Sharing the sound

I’ve written previously about bad experiences whilst shopping, so here’s an interesting twist I encountered last weekend. I went into a Philips audio shop to look for some headphones, and I found myself checking out a pair of swish Sennheiser wireless headphones that looked a bit pricey but pretty good. My bad hearing however means that I’m lucky if I notice there’s actually sound coming out of the things, never mind luxuries such as “analytical sound reproduction”, but I was interested in these headphones as a way of hearing the TV better without trailing a wire acorss the room, the coffee table and no doubt the other people watching TV.

I was curious to know, however, just what I’d get for the steep price of what looked like a promising, wire-free solution that might bring an end to other people taking stray headphone wire out of their coffee, or falling towards the door, dinner going everywhere, as a result of the mischievous headphone cable hidden in the shadows. Could I, for example, listen to the TV at the same time as other people, or would I cut off the sound? Could I do the same with my hi-fi? So I called over the assistant of the shop, and here’s where the usual routine differed.

Normally, I might expect an intense barrage of sales-speak, a complete overload of technical terms, functions, some 30 second financial advice and, before I know it, a brisk handshake and a deal done. It usually ends up with the shop assistant insisting that we take a good, all-round tour of not just the product I’m interested in, but, it seems, all the products that everybody else is the shop is interested in as well. Have I, sir, seen this on offer? Did I know, sir, that today and only today I can lay my hands on the first production model of the new Z7000 “Nuclear meltdown ready” mobile phone?

This time I was the one doing the talking.

“With these headphones, will other people hear the TV?”

“Oh no, sir, with these you can listen to the TV without disturbing anyone else. Your very own private cinema.”

“Well, that’s no good, is it? What if my girlfriend wants to watch as well?”

“If you plug the TV into your hi-fi, sir, then she can hear out loud and you can still listen with these.”

“What, so even though these are wireless, you still need to buy an extra wire for connecting the TV to the hi-fi?”

“Er, yes…but only for when you both want to hear the TV. Or your girlfriend could watch with headphones as well.”

(Think about that, for a second. I’d be wearing headphones because I need them to hear. Zoe can hear just fine, so I can hardly imagine both of us sat there, headphones on, snuggling up to a Sunday night film. The sitting room would have all the romance of a flight control tower.)

“Would I also be able to listen to my music with these, on my hi-fi?”

“Why of course, sir. They’re specially designed with a total harmonic distortion of just-”

“Yes, yes, never mind all that. What about other people? Could they listen as well? Can we test it on one of your hi-fi machines here?”
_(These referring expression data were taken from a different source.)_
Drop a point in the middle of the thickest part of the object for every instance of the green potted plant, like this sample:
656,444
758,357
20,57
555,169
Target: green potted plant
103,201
Now he had begun to look like he wanted to cry, I’m sure he had been hoping I would just buy the damn things on the basis of their “intuitive control elements”. Half an hour later, there he was, routing through product catalogues, trying to find something that would satisfy my not overly taxing request for a system which would allow me to hear TV or music better but also share the sound with other people. It was a refreshing break to feel in control as a customer, for a change, rather than be made to feel as if I’m being lectured at by a 12-year-old with a degree in electrical engineering.

I didn’t buy the headphones, in the end. A private cinema would be no good to me, anyway. I need other people there to keep me up to speed when I don’t quite catch the crucial bit in the film where, say, Bond is told precisely where the secret weapon in kept. I bet he never has any trouble in a hi-fi shop.